The US stock market has surged to record highs numerous times throughout the new year, and Goldman Sachs views a few factors as fuel for driving prices even higher.

While retail investors have piled back in to the historically long bull market, mutual funds and exchange-traded funds have lagged in shifting their positioning to equities, the team of strategists including Alessio Rizzi and Christian Mueller-Glissmann said.

"This suggests that there may still be room for a more bullish rotation alongside the better growth/rates mix we expect," the Goldman strategists wrote in a Tuesday note. The gap between market advances and fund inflows is among the largest on record, the team added.

The S&P 500 is up about 2.3% year-to-date after leaping 29% in 2019. The index opened at a record high on Wednesday before paring gains, and now sits slightly below its all-time peak.

Many analysts feared a reversal in the new year after the S&P 500's best annual performance since 2013, but Goldman warned that investors holding cash in safe assets are missing out from further gains.
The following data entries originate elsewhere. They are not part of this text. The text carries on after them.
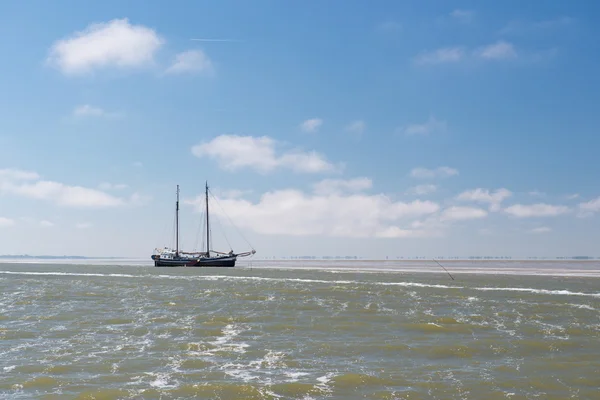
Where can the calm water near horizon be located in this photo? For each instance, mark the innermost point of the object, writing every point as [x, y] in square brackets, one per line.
[304, 330]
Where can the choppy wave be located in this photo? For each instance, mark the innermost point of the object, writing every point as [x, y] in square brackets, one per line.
[96, 332]
[309, 281]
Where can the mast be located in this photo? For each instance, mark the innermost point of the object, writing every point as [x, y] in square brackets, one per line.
[177, 224]
[207, 226]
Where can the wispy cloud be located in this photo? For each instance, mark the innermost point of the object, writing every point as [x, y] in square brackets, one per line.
[215, 40]
[6, 222]
[541, 229]
[589, 207]
[536, 210]
[462, 213]
[234, 152]
[440, 172]
[494, 199]
[524, 27]
[389, 27]
[500, 50]
[311, 125]
[432, 125]
[28, 184]
[112, 186]
[331, 214]
[464, 16]
[89, 111]
[357, 127]
[191, 61]
[116, 43]
[421, 190]
[337, 186]
[445, 55]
Sovereign bonds and money markets "have not seen meaningful outflows" in the year-to-date, the strategists noted.

"This suggests that a large portion of positioning has still not moved into equity," the team wrote.

Bridgewater founder Ray Dalio similarly called for investors to flee safe-havens earlier this week. The billionaire said "cash is trash," and warned against rotating from stocks to dollars in a Tuesday interview with CNBC.

"The depreciation of the exchange rate and the printing of money over the next few years is going to be the biggest thing," he said at the World Economic Forum in Davos, Switzerland. "Cash is not gonna be good."

The investment bank isn't the only player on Wall Street that expects stocks to continue soaring through 2020. When asked by CNBC if he viewed public valuations as overpriced, JPMorgan Chase CEO Jamie Dimon noted that the bull market's continued strength is supported by the US's healthy economy, and that high prices don't equate to overvaluations.

"We've always had overpriced companies in life, and stock prices are at a high, but those prices can be justified if you have a growing economy," Dimon said.

The chief executive added that, despite nearly all assets gaining through 2019, the only sector he views as a bubble is the sovereign debt market.